Patterns of pleural pressure amplitude and respiratory rate changes during therapeutic thoracentesis

  • Monika Zielinska-Krawczyk,
  • Elzbieta M. Grabczak,
  • Marcin Michnikowski,
  • Krzysztof Zielinski,
  • Piotr Korczynski,
  • Anna Stecka,
  • Tomasz Golczewski,
  • Rafal Krenke

DOI
https://doi.org/10.1186/s12890-018-0595-7
Journal volume & issue
Vol. 18, no. 1
pp. 1 – 9

Abstract

Read online

Abstract Background Although the impact of therapeutic thoracentesis on lung function and blood gases has been evaluated in several studies, some physiological aspects of pleural fluid withdrawal remain unknown.

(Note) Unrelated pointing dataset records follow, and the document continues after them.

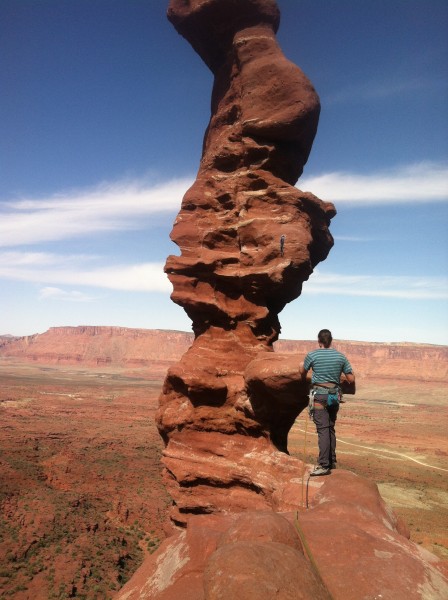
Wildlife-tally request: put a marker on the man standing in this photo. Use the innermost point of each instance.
(327, 365)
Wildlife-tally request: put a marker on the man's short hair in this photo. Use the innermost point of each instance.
(325, 338)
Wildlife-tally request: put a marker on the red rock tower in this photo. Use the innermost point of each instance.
(248, 240)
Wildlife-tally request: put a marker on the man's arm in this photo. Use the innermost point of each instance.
(348, 385)
(303, 372)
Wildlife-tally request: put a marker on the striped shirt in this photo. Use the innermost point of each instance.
(327, 365)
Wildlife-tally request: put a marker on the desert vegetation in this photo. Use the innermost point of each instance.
(82, 501)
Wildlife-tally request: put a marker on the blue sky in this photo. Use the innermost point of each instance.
(103, 109)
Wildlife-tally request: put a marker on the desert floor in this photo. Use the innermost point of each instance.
(82, 499)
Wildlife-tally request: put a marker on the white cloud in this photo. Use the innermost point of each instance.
(108, 207)
(378, 90)
(380, 286)
(418, 183)
(131, 205)
(53, 293)
(77, 270)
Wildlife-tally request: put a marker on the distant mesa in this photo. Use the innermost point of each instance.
(90, 346)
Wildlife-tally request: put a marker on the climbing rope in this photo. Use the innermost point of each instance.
(304, 461)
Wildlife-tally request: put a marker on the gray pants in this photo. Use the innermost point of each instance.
(325, 419)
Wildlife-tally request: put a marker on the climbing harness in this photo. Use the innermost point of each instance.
(282, 244)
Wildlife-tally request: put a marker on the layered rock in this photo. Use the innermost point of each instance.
(248, 240)
(347, 546)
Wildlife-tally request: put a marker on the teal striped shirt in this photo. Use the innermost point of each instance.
(327, 365)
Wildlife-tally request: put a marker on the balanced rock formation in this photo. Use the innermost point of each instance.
(248, 241)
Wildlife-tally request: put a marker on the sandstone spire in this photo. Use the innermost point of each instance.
(248, 240)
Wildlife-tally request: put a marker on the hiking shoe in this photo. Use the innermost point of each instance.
(320, 471)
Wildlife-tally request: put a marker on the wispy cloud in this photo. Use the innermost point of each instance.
(378, 90)
(52, 293)
(46, 268)
(121, 206)
(131, 205)
(381, 286)
(418, 183)
(149, 277)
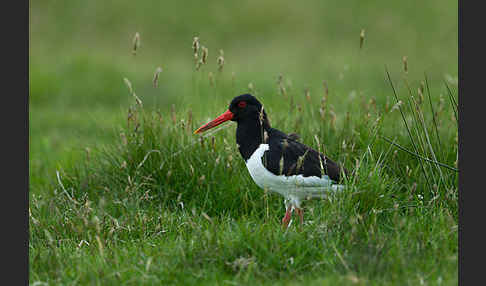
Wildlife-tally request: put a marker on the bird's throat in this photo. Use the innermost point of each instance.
(250, 133)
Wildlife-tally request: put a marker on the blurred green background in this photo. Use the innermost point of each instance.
(80, 51)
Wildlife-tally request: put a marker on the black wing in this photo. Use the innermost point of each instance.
(289, 157)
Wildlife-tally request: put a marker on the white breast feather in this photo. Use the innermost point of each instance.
(295, 187)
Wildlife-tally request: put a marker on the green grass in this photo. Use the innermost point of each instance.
(111, 203)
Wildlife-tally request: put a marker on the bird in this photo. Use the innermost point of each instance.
(277, 161)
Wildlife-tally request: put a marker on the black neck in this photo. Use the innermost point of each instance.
(250, 134)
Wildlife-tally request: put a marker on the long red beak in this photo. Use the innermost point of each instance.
(228, 115)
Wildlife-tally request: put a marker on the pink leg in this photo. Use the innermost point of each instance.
(300, 212)
(286, 218)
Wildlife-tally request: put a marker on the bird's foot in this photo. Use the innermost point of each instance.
(287, 217)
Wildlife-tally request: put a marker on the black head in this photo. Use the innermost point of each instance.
(245, 106)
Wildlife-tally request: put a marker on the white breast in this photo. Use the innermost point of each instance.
(294, 187)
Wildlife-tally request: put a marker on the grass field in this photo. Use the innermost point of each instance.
(122, 192)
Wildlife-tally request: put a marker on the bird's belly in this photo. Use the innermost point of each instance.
(295, 185)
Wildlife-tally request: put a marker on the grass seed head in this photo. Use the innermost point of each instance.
(173, 115)
(307, 94)
(136, 43)
(361, 38)
(205, 53)
(155, 81)
(195, 45)
(211, 79)
(220, 60)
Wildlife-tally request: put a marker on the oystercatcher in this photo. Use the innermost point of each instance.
(277, 161)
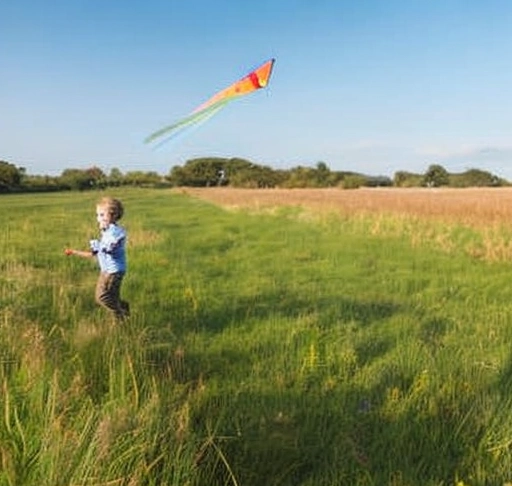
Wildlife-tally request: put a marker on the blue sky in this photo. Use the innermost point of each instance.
(373, 86)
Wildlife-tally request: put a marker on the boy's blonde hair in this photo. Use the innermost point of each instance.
(114, 207)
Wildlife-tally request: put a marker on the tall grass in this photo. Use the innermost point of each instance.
(272, 349)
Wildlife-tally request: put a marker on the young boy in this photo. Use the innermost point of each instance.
(111, 255)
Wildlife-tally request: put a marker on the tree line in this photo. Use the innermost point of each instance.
(237, 172)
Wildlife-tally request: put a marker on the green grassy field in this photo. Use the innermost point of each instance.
(263, 349)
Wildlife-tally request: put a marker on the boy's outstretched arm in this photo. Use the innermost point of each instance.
(80, 253)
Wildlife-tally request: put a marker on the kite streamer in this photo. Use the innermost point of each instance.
(253, 81)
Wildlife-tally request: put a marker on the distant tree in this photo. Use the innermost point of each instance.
(476, 178)
(436, 176)
(10, 176)
(140, 178)
(407, 179)
(76, 179)
(115, 177)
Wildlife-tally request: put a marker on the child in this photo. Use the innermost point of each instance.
(111, 255)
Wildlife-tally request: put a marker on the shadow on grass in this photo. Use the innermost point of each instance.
(331, 310)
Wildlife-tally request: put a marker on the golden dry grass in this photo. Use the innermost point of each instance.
(479, 207)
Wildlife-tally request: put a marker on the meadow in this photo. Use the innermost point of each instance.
(287, 338)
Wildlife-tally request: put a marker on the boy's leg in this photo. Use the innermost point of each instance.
(108, 289)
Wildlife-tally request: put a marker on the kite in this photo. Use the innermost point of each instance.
(253, 81)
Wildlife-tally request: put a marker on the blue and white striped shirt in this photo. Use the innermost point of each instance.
(110, 249)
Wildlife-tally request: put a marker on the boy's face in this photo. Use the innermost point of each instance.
(103, 217)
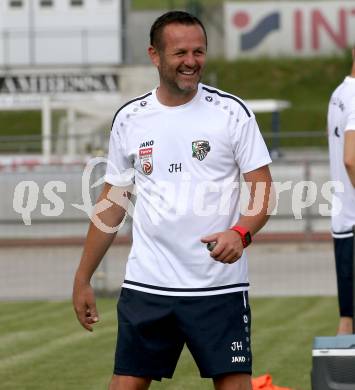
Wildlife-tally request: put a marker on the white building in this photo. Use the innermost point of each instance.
(60, 32)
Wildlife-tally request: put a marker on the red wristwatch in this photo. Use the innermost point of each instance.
(244, 235)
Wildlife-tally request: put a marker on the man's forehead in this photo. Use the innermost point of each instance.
(181, 31)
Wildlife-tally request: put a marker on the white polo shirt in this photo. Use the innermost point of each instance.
(186, 162)
(341, 118)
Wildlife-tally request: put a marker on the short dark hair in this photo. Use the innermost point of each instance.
(181, 17)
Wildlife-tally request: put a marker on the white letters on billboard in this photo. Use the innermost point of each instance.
(302, 28)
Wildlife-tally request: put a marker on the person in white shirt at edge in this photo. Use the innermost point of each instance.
(341, 138)
(187, 145)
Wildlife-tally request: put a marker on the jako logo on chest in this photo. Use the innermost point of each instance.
(146, 144)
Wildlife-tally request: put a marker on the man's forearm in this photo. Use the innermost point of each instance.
(261, 202)
(98, 241)
(96, 245)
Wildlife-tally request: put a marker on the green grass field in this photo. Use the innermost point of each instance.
(42, 347)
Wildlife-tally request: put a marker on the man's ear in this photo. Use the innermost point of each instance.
(154, 56)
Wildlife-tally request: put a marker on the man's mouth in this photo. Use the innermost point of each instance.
(188, 72)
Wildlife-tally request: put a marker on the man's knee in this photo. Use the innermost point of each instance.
(125, 382)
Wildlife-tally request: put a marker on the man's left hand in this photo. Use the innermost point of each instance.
(228, 248)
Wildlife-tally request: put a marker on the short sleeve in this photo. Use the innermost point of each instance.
(250, 151)
(119, 170)
(350, 123)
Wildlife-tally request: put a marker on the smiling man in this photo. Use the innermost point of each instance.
(187, 144)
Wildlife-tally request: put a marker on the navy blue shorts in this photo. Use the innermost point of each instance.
(154, 328)
(343, 248)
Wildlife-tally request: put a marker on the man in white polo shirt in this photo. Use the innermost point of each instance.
(341, 134)
(184, 146)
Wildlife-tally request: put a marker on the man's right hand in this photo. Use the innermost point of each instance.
(85, 305)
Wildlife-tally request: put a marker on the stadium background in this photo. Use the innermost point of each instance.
(49, 136)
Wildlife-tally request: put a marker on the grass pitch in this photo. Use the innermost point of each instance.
(42, 347)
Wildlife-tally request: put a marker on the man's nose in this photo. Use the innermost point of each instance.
(190, 60)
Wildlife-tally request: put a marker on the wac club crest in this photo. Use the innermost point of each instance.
(146, 159)
(200, 149)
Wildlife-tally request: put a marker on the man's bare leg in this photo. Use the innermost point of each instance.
(233, 382)
(125, 382)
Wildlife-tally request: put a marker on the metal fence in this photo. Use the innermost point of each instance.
(60, 47)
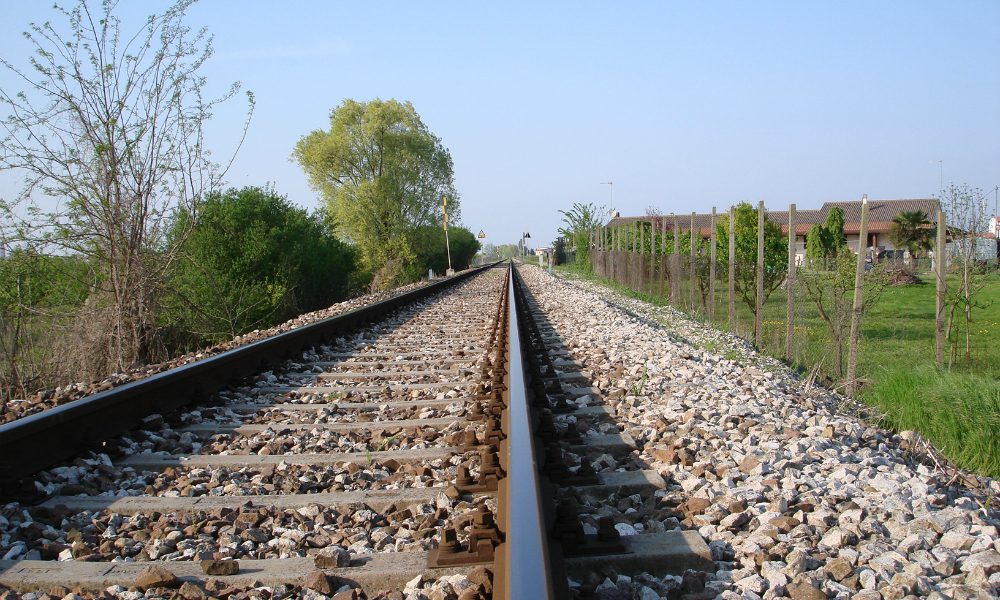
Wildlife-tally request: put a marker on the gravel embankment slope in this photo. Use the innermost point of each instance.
(795, 496)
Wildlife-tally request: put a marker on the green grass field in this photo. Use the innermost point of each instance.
(958, 408)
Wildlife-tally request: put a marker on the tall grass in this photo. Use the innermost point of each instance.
(958, 412)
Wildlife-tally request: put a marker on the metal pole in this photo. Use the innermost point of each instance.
(859, 274)
(693, 273)
(711, 269)
(675, 265)
(790, 284)
(526, 546)
(732, 268)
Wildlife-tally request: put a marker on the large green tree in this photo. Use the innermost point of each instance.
(581, 221)
(912, 230)
(251, 260)
(383, 174)
(775, 255)
(432, 253)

The aim of the study was to assess the changes in pleural pressure amplitude (Pplampl) during the respiratory cycle and respiratory rate (RR) in patients undergoing pleural fluid withdrawal. Methods The study included 23 patients with symptomatic pleural effusion. Baseline pleural pressure curves were registered with a digital electronic manometer. Then, the registrations were repeated after the withdrawal of consecutive portions of pleural fluid (200 ml up to 1000 ml and 100 ml above 1000 ml). In all patients the pleural pressure curves were analyzed in five points, at 0, 25%, 50%, 75% and 100% of the relative volume of pleural effusion withdrawn in particular patients. Results There were 11 and 12 patients with right sided and left sided pleural effusion, respectively (14 M, 9F, median age 68, range 46–85 years). The most common cause of pleural effusion were malignancies (20 pts., 87%). The median total volume of withdrawn pleural fluid was 1800 (IQR 1500–2400) ml. After termination of pleural fluid withdrawal Pplampl increased in 22/23 patients compared to baseline. The median Pplampl increased from 3.4 (2.4–5.9) cmH2O to 10.7 (8.1–15.6) cmH2O (p < 0.0001). Three patterns of Pplampl changes were identified. Although the patterns of RR changes were more diversified, a significant increase between RR at baseline and the last measurement point was found (p = 0.0097). Conclusions In conclusion, therapeutic thoracentesis is associated with significant changes in Pplampl during the respiratory cycle. In the vast majority of patients Pplampl increased steadily during pleural fluid withdrawal. There was also an increase in RR. The significance of these changes should be elucidated in further studies. Trial registration ClinicalTrial.gov, registration number: NCT02192138, registration date: July 1st, 2014.